Художник, наконец, вспомнил, что нужно захлопнуть челюсть, и часто закивал:

— Только я вам ничем помочь не могу, — он стал торопливо сгребать в стопку какие-то листы с зарисовками, мельком я увидел на них телеса голых женщин. — Я ничего не нарушаю. Сколько раз говорить, что официально я трудоустроен. Числюсь оформителем на полставки в доме культуры. Еще в Союзе художников состою. Чего вам от меня надо? Ну продал несколько портретов. Так то ж мои картины… Могу я продавать свое? Это же не спекуляция?

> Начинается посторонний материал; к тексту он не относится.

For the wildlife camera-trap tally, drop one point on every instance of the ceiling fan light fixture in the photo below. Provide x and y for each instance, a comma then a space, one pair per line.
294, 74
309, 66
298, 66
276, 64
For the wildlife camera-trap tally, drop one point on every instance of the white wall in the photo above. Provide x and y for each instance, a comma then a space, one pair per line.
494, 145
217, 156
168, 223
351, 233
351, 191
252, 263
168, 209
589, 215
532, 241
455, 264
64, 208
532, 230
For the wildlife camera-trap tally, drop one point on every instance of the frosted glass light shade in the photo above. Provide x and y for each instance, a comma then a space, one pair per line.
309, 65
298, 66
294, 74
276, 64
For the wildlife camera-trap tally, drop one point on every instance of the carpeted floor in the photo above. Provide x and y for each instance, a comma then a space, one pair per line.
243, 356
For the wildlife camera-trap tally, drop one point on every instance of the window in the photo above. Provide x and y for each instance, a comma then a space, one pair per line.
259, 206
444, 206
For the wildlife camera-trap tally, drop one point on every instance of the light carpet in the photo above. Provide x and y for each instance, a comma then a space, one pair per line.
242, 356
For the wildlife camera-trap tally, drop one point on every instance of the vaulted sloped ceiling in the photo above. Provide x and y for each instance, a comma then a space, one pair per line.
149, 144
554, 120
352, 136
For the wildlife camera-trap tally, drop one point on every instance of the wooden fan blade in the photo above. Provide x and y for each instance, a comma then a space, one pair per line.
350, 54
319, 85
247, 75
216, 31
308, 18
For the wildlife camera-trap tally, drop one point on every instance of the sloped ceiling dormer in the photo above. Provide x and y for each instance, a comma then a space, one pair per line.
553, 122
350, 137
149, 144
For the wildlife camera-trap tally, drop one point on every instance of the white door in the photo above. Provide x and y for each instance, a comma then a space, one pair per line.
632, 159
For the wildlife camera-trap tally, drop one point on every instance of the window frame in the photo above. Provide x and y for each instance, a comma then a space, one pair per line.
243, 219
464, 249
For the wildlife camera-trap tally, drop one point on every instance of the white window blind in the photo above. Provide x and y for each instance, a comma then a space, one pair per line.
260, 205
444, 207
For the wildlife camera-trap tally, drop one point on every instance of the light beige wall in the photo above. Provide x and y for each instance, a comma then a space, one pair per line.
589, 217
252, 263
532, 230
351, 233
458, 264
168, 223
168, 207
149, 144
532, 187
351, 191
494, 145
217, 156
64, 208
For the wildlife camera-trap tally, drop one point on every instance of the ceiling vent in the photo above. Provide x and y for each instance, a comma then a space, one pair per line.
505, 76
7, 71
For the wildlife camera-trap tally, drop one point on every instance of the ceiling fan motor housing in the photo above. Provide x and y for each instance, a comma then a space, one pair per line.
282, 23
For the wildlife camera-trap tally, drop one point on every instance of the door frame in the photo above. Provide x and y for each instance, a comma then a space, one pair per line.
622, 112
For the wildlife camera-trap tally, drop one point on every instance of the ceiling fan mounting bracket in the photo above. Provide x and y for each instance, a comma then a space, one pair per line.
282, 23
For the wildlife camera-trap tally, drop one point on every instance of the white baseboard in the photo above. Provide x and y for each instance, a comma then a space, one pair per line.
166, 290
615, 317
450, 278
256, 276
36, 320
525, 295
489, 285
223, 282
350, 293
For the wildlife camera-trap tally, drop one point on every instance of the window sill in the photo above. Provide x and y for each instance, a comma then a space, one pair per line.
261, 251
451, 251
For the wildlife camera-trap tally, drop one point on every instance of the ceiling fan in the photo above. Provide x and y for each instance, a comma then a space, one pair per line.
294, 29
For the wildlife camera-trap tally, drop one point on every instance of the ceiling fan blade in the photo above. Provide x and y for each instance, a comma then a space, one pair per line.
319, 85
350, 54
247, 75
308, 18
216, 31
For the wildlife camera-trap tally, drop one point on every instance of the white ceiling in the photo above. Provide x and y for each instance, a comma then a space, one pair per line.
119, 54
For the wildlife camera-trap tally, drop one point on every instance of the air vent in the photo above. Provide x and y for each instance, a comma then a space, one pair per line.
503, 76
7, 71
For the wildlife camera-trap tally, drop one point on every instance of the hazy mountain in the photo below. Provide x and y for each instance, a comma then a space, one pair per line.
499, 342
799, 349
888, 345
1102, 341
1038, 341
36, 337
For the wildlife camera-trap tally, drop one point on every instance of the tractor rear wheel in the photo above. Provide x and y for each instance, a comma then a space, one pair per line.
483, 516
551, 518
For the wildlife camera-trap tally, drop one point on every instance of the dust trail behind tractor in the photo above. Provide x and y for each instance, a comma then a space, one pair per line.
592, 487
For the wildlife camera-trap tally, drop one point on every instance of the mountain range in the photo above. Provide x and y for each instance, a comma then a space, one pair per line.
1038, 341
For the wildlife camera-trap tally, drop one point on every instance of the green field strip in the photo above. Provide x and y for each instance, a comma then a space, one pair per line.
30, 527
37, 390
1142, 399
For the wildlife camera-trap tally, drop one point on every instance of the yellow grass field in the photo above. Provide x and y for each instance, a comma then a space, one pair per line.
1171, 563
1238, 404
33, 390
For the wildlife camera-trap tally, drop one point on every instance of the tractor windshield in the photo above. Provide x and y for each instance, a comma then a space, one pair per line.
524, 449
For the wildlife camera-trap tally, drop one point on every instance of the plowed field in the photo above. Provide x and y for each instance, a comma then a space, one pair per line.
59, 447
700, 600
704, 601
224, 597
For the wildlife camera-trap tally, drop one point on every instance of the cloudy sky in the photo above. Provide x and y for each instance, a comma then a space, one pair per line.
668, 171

— Да успокойся, дядя Карл, — Погодин похлопал по плечу художника, от первого шлепка тот вздрогнул. — Нам все равно на тебя… В том смысле, чем ты там занимаешься, мы пришли по факту мошенничества.

— Мошенничества? — Карла передернуло. — Я сразу сказал покупателю, что это репродукция, а не подлинник. У меня даже расписка есть! Сейчас покажу…

— Дядя Карл! — Погодин не выдержал и рявкнул так, что художник сел на диван. — Помолчи и послушай. Мы за помощью пришли. Преступник у людей деньги и ювелирные украшения ворует, обманом в контакт входит. Мой коллега видел его лицо, можешь с его слов нарисовать портрет?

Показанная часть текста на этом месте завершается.